Chase will also play Sunday with percussionist Steve Schick at the Village Theatre.
Much of the new work McBane has presented has been relatively palatable, including his own music. Saturday, the Calder Quartet performed McBane’s evocative “Ghost in the Machine, Part 1,” on a program that also included selections from Pulitzer Prize winner-Caroline Shaw’s poignant and undeniably affecting “By and By,” Steven Mackey’s energetic “Physical Property” and Bartok’s String Quartet No. 3.
Although the program was fresh and engaging, it didn’t demand all that much from the listeners (aside from the Bartok), and it was relatively easy on the ears.
Chase’s program, however, asked a lot. Comprised of pieces on her upcoming, third solo album, “Density,” it was an abbreviated, 60-minute version of a 75-program she’ll play in Chicago later this month and New York next month marking the album’s release.
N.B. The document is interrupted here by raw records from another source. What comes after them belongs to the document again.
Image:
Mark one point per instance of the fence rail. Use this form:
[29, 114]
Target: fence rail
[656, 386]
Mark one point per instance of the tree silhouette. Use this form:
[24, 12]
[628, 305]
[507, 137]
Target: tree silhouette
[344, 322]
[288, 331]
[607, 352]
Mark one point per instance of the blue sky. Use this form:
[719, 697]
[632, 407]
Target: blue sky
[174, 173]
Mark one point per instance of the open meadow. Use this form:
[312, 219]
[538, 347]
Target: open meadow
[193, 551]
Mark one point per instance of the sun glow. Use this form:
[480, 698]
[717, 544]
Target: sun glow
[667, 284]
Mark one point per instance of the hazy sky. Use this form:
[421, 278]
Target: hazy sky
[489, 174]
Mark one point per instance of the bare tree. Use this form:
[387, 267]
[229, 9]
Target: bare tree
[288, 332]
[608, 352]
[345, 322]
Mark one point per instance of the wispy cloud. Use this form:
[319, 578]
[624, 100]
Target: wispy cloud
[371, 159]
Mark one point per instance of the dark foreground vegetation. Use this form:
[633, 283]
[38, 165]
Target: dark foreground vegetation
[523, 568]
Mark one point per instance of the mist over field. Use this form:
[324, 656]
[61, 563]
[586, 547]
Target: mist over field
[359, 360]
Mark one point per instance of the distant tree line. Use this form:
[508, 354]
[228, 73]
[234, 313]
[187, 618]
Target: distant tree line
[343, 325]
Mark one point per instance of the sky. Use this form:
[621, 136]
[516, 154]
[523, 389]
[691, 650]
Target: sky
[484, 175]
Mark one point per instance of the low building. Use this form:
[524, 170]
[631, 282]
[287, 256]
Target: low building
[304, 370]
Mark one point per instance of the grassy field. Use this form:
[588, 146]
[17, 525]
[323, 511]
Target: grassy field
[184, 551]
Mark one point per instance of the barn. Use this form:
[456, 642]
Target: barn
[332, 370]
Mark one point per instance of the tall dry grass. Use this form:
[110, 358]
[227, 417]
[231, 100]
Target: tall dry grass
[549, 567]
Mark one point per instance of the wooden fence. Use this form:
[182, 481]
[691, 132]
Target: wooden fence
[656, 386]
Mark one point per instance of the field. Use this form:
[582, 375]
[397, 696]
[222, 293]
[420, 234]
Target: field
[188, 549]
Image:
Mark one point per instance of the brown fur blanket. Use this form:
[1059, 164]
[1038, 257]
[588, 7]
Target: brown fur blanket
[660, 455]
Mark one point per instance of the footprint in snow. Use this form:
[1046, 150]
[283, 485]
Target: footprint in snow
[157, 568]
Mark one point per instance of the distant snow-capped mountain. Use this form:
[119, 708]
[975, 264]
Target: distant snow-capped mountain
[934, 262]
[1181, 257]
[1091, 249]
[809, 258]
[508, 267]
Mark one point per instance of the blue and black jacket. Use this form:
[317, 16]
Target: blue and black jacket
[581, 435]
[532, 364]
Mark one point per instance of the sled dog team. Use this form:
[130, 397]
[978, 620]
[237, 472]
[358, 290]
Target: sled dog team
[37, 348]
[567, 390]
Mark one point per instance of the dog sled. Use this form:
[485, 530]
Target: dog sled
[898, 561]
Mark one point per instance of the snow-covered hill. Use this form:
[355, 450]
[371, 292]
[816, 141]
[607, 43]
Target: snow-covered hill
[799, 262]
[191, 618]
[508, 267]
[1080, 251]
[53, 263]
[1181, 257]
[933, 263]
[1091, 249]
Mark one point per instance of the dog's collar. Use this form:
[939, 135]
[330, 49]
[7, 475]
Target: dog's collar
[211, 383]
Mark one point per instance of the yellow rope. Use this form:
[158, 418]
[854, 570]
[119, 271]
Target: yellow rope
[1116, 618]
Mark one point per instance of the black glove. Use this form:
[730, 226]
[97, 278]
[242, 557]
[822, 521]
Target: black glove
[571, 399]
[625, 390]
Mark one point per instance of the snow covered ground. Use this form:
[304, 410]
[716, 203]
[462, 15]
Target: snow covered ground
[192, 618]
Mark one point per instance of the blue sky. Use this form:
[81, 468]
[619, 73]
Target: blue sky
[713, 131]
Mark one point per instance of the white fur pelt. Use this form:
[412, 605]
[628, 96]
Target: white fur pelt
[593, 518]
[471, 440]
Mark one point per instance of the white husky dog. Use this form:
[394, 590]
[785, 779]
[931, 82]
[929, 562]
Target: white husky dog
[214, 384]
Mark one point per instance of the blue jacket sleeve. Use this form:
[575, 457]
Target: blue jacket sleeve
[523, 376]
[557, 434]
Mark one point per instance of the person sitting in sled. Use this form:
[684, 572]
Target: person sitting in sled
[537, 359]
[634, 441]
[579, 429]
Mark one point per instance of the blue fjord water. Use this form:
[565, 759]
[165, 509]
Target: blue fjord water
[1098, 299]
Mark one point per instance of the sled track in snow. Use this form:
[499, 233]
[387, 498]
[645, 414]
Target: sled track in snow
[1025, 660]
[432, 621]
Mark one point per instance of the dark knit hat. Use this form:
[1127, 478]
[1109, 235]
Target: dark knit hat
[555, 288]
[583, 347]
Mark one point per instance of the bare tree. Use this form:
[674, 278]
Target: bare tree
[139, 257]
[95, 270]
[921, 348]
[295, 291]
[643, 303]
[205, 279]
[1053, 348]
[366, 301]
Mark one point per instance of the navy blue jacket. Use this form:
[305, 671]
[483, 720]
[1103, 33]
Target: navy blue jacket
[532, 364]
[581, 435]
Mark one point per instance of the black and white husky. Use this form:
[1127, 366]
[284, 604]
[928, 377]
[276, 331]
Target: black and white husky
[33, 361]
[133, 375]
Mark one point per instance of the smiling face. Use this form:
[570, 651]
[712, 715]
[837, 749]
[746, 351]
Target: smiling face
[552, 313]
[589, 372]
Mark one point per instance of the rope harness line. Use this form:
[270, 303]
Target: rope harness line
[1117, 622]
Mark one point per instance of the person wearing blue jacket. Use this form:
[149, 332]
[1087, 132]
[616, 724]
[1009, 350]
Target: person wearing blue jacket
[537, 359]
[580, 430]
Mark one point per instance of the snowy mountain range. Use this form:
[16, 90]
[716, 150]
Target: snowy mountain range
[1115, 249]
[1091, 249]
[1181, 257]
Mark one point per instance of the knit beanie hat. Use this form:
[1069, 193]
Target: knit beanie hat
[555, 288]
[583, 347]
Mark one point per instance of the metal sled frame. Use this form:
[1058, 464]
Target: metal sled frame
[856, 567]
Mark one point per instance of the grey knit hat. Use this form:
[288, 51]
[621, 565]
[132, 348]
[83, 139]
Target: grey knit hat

Performed without interruption with the assistance of sound engineer Levy Lorenzo, it moves from layers upon layers of flutes in Steve Reich’s “Vermont Counterpoint” to the single flute in Varese’s “Density 21.5.”
in between are uncompromising works by Marcos Balter, and especially Mario Diaz de Leon and Alvin Lucier, whose “Almost New York” is about as demanding as new music gets. It is a series of prerecorded, sustained, “pure wave” tones that slowly change frequency.
Using five different types of flutes, Chase also played sustained tones that moved in and out of phase as the pitch of the “pure wave” tones changed. If it didn’t drive you crazy (or perhaps after it did), you could appreciate the sound for its own sake. There was no narrative, no development, no melody, no rhythm; just pure sound.
Chase, who won a MacArthur Foundation “genius” grant and as importantly, grew up and studied in nearby Leucadia, played brilliantly.
Equally skillful, Roomful of Teeth was more typical of the festival’s usual fare. The New York-based, eight member vocal ensemble, which includes Shaw among its members, is innovative, imaginative, entertaining, surprising and ingratiating.
Where Chase performed her album, she never said a word (you’d have to check the International Contemporary Ensemble website to get the context; the program didn’t mention it either). Roomful of Teeth also sang works they had recorded but they made several mentions of their album, the final one mentioning it was on sale in the lobby. Now that’s genius.